Salzburg - Lungenkarzinome sind die häufigste tödliche Krebserkrankung in Österreich. Mit zielgerichteten therapeutischen und medikamentösen Maßnahmen lässt sich aber bei manchen Patienten auch bei fortgeschrittener Erkrankung die Überlebenszeit deutlich verlängern, hieß es am Wochenende beim Jahreskongress der Österreichischen Gesellschaft für Pneumologie (ÖPG) in Salzburg.

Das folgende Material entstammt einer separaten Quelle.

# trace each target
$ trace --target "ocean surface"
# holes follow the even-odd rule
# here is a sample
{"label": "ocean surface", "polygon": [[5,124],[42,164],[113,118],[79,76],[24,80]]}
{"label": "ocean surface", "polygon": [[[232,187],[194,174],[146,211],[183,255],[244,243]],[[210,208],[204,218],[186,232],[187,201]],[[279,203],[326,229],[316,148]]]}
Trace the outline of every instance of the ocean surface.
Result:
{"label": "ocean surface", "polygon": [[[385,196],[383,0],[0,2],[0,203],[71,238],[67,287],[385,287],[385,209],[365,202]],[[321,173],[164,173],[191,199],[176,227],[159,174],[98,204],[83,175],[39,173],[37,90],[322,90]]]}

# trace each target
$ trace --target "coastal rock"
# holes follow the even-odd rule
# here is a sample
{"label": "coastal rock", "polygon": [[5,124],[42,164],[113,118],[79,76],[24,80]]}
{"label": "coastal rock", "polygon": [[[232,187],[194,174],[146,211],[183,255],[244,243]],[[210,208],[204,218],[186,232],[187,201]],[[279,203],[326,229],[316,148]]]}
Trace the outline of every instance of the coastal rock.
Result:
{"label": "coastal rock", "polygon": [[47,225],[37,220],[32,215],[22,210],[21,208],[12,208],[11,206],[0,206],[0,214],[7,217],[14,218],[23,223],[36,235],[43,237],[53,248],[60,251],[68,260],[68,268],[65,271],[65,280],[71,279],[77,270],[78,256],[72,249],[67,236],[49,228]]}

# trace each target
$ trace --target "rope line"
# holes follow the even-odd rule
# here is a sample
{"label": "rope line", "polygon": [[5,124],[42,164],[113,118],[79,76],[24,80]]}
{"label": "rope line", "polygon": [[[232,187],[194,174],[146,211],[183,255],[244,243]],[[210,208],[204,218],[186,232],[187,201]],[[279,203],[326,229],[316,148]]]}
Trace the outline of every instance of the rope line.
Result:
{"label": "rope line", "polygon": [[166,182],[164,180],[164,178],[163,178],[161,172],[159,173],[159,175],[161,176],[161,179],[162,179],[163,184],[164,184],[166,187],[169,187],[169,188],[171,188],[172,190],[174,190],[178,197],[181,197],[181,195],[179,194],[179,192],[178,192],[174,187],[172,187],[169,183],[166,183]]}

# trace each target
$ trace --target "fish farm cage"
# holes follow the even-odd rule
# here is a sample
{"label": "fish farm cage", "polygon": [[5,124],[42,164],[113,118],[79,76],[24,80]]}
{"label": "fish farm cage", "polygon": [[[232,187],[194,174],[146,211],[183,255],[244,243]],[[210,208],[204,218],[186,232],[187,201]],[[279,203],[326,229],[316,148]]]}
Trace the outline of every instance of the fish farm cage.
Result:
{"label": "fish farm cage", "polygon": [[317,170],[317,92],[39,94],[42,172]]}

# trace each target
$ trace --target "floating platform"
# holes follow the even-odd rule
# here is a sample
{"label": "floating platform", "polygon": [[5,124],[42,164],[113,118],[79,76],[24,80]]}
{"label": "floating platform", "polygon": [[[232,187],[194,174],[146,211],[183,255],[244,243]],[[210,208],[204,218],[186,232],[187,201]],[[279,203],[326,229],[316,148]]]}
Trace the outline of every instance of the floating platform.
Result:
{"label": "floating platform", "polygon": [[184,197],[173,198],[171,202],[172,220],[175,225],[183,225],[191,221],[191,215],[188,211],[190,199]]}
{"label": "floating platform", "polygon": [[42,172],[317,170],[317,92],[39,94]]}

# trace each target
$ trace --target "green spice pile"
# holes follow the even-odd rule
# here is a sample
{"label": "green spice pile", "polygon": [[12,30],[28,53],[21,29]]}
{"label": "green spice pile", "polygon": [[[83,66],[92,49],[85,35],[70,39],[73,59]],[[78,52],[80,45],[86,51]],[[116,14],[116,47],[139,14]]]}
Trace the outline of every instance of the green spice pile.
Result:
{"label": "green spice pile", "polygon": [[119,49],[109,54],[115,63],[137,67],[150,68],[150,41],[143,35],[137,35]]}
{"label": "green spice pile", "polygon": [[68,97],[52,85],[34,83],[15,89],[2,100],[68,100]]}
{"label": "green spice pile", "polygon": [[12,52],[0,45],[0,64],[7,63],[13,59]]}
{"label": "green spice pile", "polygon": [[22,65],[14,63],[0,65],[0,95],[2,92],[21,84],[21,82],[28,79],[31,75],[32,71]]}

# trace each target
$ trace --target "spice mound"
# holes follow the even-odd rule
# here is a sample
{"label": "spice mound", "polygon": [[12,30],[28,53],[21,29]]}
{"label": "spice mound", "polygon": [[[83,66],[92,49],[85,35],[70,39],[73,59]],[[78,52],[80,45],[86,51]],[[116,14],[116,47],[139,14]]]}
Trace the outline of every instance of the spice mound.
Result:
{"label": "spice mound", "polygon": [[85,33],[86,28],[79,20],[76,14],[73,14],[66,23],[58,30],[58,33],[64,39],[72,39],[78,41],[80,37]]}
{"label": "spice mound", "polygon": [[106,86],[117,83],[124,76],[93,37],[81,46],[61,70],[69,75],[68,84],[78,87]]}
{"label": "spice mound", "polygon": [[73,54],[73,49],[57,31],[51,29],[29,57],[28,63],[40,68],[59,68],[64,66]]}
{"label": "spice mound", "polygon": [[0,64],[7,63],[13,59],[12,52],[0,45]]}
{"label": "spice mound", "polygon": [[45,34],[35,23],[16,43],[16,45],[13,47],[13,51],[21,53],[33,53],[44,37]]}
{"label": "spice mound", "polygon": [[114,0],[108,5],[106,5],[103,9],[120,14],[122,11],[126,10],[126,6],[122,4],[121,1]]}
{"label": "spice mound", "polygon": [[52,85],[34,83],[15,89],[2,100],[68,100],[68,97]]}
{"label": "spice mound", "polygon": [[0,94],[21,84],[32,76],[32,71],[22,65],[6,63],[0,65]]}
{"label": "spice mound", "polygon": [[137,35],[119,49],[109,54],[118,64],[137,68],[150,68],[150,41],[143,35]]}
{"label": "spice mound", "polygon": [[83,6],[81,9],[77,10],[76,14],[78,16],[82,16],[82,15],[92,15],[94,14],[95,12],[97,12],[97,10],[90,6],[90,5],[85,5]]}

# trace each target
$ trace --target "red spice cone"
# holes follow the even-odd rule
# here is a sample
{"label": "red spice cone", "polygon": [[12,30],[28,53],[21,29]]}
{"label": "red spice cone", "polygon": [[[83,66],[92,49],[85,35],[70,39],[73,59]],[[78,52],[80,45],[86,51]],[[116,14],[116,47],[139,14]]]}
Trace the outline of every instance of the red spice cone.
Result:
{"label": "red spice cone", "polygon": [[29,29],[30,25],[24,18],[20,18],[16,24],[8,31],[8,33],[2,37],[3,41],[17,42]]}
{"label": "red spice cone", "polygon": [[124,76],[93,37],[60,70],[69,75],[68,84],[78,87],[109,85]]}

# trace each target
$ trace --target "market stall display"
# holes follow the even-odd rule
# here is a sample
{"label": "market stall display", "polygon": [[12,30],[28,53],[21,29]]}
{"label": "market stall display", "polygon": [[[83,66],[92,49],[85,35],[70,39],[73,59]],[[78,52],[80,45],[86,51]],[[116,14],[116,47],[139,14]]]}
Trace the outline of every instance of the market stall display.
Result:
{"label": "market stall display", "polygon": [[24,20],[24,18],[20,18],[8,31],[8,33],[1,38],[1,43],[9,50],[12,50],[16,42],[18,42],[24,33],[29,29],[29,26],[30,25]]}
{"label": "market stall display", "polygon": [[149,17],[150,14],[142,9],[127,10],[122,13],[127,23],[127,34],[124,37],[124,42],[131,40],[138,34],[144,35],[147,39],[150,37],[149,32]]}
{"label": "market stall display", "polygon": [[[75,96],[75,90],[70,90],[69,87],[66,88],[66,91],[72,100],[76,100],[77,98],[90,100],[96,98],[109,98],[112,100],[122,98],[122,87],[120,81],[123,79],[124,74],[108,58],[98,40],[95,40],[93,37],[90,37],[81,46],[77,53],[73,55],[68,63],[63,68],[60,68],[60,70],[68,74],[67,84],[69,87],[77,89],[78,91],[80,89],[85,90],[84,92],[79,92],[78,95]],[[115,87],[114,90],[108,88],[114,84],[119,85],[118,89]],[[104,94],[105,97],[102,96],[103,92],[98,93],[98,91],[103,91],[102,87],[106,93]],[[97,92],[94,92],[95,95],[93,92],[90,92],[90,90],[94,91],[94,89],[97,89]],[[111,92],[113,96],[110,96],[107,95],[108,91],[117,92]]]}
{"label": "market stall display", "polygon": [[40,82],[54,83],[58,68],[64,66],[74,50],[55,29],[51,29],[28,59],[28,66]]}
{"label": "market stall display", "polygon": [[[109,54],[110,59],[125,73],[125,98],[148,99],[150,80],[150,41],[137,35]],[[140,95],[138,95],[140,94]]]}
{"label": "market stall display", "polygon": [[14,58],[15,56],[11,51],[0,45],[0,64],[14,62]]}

Im Jahr 2012 erkrankten österreichweit insgesamt 3.864 Menschen an einem Lungenkarzinom. Die Zahl der Todesopfer betrug 3.388. Im Durchschnitt seien nur etwa 15 Prozent der Patienten nach fünf Jahren noch am Leben. Das sind deutlich weniger als bei vielen anderen Krebserkrankungen, etwa bei Brustkrebs (86 Prozent) oder bei Dickdarmkrebs (61 Prozent). Die durchschnittliche Überlebensdauer bei fortgeschrittenen Lungenkrebs-Erkrankungen liegt bei einem Jahr.

Wachstum hemmen

Doch zwölf bis 15 Prozent der Betroffenen hätten die Chance auf eine relativ nebenwirkungsarme medikamentöse Therapie mit deutlich verlängerter Überlebenszeit, betonten Experten. Dies sei der neuen "zielgerichteten Krebstherapie" zu verdanken. Dank der Kenntnis spezifischer Signalwege, die das Wachstum von Krebszellen antreiben, werden immer mehr Medikamente entwickelt, die in diese Mechanismen eingreifen und sie blockieren.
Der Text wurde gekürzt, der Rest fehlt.